The initial wave of DOCSIS 3.1 modems are expected to be hybrids that also support DOCSIS 3.0 spectrum.
OFDM will allow operators to use spectrum in noisy, lower portions of the spectrum, where the upstream resides, or up above 1GHz, where downstream spectrum might face attenuation issues.
With OFDM, cable could use spectrum up to 1.2 GHz for DOCSIS 3.1, and yield another 200MHz of fresh capacity to eventually pursue downstream speeds of 10 Gbps.
Gains on the lower end of the spectrum, meanwhile, would push cable’s potential upstream capacity target to 2 Gbps. That upstream potential could only be reached if a U.S. operator executed a “high-split” and raised the current upstream bandwidth (5Mhz to 42 MHz) to 200MHz. A 1 Gig upstream path would require about 125 MHz of spectrum, Rice said.
But that’s a long term view.
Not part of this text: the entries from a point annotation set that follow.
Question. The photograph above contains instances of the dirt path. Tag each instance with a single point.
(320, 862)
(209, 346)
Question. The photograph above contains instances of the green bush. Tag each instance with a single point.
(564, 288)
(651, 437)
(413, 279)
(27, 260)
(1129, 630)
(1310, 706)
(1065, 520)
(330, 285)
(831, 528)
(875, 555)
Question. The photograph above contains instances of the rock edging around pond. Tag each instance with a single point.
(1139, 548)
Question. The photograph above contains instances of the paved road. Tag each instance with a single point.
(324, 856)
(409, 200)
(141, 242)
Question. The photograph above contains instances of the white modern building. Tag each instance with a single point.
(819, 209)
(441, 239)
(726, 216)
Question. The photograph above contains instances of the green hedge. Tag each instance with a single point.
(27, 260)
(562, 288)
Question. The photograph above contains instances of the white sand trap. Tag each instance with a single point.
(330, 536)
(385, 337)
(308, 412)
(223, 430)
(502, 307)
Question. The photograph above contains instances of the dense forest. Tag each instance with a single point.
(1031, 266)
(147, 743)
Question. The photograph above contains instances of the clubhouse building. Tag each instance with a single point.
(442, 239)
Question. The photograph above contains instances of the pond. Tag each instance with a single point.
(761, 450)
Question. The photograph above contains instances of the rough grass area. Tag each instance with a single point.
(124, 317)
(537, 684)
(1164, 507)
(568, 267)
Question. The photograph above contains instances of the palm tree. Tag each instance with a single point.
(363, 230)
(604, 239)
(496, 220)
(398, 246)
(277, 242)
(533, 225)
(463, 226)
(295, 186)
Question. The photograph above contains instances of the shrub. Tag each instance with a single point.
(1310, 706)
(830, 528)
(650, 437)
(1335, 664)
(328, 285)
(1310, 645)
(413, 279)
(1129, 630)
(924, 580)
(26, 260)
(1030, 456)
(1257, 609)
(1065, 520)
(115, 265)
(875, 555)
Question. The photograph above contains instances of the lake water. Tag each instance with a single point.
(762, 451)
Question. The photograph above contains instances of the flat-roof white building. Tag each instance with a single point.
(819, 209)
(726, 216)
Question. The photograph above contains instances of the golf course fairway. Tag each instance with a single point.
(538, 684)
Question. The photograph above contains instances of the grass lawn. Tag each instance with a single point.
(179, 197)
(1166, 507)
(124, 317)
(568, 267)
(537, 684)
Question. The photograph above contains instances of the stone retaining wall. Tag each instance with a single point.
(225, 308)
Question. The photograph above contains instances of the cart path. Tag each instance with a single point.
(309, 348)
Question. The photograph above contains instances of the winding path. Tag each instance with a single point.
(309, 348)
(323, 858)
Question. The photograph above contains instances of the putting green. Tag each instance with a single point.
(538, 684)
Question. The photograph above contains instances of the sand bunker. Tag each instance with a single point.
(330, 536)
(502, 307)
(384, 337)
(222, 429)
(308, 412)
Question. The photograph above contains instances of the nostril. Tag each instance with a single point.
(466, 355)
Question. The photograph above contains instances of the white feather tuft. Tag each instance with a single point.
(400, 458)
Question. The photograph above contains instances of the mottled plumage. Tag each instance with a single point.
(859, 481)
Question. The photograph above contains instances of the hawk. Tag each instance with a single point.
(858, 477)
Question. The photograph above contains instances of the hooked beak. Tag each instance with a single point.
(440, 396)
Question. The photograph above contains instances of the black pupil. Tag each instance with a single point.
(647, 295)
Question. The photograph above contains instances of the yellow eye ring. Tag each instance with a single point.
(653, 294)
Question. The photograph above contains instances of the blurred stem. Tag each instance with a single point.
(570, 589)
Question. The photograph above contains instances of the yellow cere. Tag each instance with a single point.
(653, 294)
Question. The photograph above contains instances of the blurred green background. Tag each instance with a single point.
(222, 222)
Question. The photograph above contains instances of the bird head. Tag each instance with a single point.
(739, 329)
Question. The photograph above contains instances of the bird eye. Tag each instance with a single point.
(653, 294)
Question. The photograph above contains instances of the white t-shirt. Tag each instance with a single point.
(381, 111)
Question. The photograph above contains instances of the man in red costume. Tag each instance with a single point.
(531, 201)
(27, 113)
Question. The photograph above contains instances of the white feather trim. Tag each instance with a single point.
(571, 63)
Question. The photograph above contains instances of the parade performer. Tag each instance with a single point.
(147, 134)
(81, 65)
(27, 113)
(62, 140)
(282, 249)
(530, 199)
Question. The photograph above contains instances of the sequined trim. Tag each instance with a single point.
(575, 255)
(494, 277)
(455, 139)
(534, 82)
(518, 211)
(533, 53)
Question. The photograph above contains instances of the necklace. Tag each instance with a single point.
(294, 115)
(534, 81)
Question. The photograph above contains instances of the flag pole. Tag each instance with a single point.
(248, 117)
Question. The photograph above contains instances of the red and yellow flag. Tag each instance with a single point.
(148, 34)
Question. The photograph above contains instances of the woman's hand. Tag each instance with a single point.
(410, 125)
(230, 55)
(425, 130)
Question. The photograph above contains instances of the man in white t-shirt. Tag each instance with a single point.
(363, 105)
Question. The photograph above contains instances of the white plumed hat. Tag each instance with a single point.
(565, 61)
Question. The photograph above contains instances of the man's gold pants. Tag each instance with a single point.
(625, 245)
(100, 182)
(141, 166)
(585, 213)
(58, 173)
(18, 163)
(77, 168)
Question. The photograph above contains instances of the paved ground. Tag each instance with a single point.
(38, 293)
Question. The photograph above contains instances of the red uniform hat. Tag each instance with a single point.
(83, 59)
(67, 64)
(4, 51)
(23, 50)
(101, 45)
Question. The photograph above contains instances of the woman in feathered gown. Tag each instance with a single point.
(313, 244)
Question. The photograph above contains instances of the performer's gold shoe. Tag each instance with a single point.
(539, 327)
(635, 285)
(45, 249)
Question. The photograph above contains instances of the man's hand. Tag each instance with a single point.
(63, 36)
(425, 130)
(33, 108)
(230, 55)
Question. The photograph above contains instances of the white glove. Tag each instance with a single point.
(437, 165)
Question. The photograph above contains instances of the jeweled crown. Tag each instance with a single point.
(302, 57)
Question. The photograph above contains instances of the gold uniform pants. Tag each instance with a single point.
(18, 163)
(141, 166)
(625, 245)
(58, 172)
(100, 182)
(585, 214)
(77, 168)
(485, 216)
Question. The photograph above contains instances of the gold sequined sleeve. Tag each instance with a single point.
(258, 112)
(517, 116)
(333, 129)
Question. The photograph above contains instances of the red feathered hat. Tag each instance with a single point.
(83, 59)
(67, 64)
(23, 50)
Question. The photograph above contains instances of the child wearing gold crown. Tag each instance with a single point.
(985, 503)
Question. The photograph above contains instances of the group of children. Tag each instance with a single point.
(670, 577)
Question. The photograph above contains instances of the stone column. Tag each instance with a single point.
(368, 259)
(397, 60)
Top engineering and technology execs at Comcast, Time Warner Cable, Cablevision Systems and Cox Communications said the efficiency provided by OFDM and DOCSIS 3.1 could prolong the need to widen the current upstream bandwidth range for U.S. MSOs (5MHz to 42MHz) and avoid a “mid-split” that would raise the upstream to 85MHz or a “high-split” that would push the upstream up to 200MHz.